Over the last decade, China has dramatically increased its presence in the DRC, a major source of cobalt and other metals used in smartphones, electric vehicles and other products that use rechargeable batteries. Along the way, China has also pledged greater support for the DRC’s military as a way to protect its investment in the country against illegal miners and resident protests.
The DRC produces 71% of the world’s cobalt. Chinese companies own 15 of the 19 mines extracting that resource. About 80% of the DRC’s cobalt goes to China for processing.
China’s expansion in the DRC has paved the way for government corruption and growing conflicts between mine operators and residents of the regions where they operate.
“One of the biggest deals in the history of the Democratic Republic of the Congo is also one of the dirtiest,” J.R. Mailey, director of investigations at The Sentry investigative and policy organization, wrote in “The Backchannel,” a report on China’s mining operations in the DRC.
As they mined billions of dollars in minerals in the DRC, Chinese companies also pumped as much as $55 million into the pockets of the family of the DRC’s then-President Joseph Kabila through a Gabonese bank owned by his brother, according to The Sentry.
In their report, analysts wrote: “Put differently, a generational investment in the DRC’s potential, one meant to help heal the wounds from decades of mismanagement and successive wars, in fact served another purpose all too prevalent in the world’s resource-dependent economies: lining the pockets of the powerful with the wealth buried beneath the impoverished population’s feet.”
As it has expanded in the DRC, China has provided training to the DRC’s military and pledged to provide even more. China’s offer of military assistance to the DRC comes at a time when residents are growing frustrated with Chinese mining companies’ behavior.
In 2019, the military deployed soldiers to keep illegal miners out of the Tenke Fungurume mine owned by China Molybdenum Ltd. At the time, a military spokesman said the deployment was ordered “because the company contributes to the economy of this country.”
Human rights groups say such deployments run the risk of creating human rights violations and further antagonizing residents, who, like those in Basoko, already find their livelihoods and health threatened by the mines.

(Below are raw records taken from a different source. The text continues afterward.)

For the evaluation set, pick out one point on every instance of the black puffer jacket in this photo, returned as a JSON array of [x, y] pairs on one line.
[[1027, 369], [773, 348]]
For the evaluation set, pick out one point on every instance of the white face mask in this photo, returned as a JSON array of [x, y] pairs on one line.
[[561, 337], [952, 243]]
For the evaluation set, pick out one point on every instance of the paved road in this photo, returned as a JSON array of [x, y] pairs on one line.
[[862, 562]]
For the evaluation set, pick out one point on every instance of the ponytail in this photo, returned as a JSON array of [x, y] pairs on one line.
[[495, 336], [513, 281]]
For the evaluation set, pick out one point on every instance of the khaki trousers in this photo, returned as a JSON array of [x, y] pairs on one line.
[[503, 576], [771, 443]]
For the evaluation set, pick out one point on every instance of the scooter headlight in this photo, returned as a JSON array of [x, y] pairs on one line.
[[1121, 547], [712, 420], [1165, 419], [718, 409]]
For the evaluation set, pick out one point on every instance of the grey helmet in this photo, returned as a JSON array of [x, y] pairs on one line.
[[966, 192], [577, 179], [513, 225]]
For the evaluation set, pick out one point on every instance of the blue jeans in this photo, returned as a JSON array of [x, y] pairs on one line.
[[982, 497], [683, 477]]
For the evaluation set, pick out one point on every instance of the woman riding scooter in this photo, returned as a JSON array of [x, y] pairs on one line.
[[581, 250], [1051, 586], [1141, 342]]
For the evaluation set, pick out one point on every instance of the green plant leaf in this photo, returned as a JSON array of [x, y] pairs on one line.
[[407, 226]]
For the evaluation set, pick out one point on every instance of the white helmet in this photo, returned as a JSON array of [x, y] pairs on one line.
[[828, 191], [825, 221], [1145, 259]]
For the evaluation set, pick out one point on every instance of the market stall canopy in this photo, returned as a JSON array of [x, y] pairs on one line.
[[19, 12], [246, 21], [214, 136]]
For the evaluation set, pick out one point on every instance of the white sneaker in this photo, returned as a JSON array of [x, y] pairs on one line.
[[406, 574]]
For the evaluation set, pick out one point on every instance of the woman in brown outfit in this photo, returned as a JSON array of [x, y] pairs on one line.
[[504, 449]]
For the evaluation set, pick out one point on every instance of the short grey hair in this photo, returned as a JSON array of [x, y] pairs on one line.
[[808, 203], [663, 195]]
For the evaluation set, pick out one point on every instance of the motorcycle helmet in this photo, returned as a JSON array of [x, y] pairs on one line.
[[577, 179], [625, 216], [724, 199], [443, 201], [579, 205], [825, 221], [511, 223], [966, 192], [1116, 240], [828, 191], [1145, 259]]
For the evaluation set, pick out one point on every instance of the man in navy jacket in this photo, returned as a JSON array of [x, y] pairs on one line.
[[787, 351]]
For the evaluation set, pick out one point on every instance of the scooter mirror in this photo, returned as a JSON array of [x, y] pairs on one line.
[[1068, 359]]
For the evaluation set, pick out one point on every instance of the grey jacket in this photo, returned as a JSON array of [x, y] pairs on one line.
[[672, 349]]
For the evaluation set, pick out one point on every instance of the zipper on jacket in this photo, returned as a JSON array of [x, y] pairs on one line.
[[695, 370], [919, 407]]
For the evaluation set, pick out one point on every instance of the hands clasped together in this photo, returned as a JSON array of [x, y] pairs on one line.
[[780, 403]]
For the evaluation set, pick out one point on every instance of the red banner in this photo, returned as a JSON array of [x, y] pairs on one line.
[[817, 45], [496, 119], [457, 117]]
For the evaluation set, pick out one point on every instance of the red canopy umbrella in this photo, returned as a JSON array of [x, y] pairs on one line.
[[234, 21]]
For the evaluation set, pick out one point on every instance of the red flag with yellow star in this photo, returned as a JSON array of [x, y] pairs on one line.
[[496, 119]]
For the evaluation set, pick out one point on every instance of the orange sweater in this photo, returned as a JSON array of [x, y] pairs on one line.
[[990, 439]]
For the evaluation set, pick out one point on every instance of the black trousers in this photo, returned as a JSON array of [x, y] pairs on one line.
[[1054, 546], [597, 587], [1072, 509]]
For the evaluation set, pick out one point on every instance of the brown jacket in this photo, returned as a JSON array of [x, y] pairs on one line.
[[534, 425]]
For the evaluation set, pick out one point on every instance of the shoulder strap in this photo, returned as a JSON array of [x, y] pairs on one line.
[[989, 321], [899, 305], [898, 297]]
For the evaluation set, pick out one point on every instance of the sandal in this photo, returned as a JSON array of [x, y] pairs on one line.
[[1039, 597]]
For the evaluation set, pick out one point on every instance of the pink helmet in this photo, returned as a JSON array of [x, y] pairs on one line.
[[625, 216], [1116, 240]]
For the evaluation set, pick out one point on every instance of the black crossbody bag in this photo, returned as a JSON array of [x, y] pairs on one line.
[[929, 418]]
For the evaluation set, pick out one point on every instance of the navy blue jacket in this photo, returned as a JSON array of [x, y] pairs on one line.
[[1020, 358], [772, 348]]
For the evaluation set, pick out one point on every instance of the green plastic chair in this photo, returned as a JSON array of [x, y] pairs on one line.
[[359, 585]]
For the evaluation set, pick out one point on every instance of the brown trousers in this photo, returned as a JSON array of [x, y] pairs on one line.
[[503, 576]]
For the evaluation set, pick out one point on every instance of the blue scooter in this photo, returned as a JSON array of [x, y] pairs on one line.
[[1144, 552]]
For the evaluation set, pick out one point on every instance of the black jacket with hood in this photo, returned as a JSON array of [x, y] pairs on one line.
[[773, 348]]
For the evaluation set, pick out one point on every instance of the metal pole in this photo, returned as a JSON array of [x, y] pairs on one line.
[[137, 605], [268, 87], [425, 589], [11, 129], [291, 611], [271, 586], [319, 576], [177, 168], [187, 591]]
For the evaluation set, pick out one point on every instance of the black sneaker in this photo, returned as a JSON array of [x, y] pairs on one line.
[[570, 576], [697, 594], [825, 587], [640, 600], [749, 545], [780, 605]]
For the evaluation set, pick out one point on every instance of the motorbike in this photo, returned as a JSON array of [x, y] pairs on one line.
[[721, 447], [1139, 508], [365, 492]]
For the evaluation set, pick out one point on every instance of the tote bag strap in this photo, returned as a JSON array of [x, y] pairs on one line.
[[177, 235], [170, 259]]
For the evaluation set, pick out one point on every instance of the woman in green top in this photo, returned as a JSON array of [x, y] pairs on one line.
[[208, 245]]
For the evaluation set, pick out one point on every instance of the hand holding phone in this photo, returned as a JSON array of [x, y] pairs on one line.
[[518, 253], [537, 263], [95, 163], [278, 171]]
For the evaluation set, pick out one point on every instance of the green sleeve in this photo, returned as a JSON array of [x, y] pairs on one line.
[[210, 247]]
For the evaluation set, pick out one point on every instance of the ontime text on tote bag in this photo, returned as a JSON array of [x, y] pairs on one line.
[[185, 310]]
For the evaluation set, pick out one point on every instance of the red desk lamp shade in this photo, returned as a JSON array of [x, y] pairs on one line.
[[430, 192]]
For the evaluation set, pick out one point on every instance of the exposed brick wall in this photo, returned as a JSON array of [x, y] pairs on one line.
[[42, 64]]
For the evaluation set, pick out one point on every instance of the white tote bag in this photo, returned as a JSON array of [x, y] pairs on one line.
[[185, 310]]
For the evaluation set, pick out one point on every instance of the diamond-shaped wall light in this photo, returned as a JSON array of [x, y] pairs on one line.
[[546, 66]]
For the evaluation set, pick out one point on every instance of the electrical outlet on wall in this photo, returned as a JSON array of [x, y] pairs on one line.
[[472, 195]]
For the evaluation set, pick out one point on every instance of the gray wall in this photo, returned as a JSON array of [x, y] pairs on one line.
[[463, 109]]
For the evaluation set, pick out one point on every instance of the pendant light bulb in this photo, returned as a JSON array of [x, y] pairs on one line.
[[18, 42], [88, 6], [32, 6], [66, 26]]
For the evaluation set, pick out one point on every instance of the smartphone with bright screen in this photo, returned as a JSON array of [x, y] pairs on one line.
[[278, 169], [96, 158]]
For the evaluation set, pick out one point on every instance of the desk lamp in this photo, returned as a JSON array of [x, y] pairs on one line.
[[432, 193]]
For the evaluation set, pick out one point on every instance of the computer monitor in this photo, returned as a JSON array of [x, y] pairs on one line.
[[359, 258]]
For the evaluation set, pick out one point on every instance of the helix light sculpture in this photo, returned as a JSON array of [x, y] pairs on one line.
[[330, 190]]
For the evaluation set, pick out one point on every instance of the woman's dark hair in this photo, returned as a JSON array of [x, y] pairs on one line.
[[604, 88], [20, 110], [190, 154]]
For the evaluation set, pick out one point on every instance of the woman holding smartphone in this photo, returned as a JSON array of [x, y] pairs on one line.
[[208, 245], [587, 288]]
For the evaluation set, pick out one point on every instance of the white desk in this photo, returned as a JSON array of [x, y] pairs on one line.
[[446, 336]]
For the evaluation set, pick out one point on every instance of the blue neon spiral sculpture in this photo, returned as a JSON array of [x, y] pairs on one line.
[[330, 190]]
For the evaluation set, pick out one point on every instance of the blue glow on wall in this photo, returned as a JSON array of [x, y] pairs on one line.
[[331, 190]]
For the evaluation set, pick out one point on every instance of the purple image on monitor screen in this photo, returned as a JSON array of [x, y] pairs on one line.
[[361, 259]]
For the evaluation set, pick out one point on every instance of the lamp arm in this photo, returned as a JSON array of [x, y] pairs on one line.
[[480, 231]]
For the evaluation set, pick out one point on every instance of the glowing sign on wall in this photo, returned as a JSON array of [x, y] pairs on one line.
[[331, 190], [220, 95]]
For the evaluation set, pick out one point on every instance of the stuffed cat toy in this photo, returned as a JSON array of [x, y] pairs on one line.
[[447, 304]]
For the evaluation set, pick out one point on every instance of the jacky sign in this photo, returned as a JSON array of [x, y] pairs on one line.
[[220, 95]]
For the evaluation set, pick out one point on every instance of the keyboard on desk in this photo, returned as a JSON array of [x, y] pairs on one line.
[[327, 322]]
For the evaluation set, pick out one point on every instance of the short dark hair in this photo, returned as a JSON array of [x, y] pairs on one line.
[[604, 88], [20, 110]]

A 2021 study by Congolese researchers Jean De Dieu Mangambu Mokoso, Asimbo Bondoo Norbert and Ekele Mbenga Robert argues that plans to open new mining operations along the Aruwimi will create more air pollution, deforestation and flooding.
The government of current President Felix Tshisekedi has made progress toward transparency in the mining sector but needs to do more to publish contracts and revenues, according to anti-corruption organization the Extractive Industries Transparency Initiative.
In February, the government said it had appointed a special administrator for six months to run a Chinese-owned mine because of a dispute with the mine’s minority owner. By June, mine operators said nothing there had changed.
China continues to expand its support for the DRC’s military. Doing so helps China guarantee the uninterrupted flow of cobalt, copper and other valuable minerals. It also builds relationships with the DRC’s military leaders, potentially shutting out other nations, according to Robert Bociaga, writing in The Diplomat.
While a select few military and civilian leaders may benefit from their relationship with Chinese mining companies, residents along the Aruwimi and other rivers feel the pain.
“This river is a source of revenue for me and my family, but for the past two years, I haven’t been able to catch,” fisherman Charles Baima told Global Press Journal. “Life has become too hard for me.”